Across the United States, parents are increasingly refusing to vaccinate their children against harmful childhood diseases. Many of these parents utilize expansive exemptions to school-immunization laws to keep their children unvaccinated. Even as their children become teenagers and develop their own informed opinions about vaccines, most state and local laws provide these minors with no avenue to override their parents’ objections and choose vaccination for themselves. However, this legal landscape may be changing, as creative laws like the District of Columbia’s Minor Consent for Vaccination Amendments Act of 2020 (MCA) have emerged that do allow certain minors to consent to recommended vaccines without parent permission, provided that they can meet an informed-consent standard.

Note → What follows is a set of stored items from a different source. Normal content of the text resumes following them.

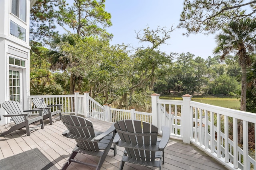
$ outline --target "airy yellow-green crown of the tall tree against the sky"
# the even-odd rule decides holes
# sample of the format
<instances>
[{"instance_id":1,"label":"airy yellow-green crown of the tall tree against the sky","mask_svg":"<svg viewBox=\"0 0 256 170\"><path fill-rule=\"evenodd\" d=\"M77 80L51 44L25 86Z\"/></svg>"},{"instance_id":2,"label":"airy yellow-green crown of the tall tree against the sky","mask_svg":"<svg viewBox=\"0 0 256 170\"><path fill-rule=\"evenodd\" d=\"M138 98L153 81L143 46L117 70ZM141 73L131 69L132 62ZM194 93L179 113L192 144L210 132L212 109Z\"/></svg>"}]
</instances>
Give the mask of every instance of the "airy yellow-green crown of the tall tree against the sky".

This Comment argues that minors possess a qualified autonomy right to consent to recommended vaccines. It outlines the legal background of this autonomy right by discussing the history of vaccination laws, parental rights, and children’s rights in the United States. It also demonstrates how vaccine-resistant parents could attempt to challenge the exercise of this autonomy right by invoking the protections of highly restrictive religious-freedom laws like the Religious Freedom Restoration Act. Then, this Comment outlines the contours of the autonomy right itself. Finally, this Comment proposes a statutory solution, based in part on the District of Columbia’s MCA, that can vindicate this autonomy right while appropriately including parents in the consent process.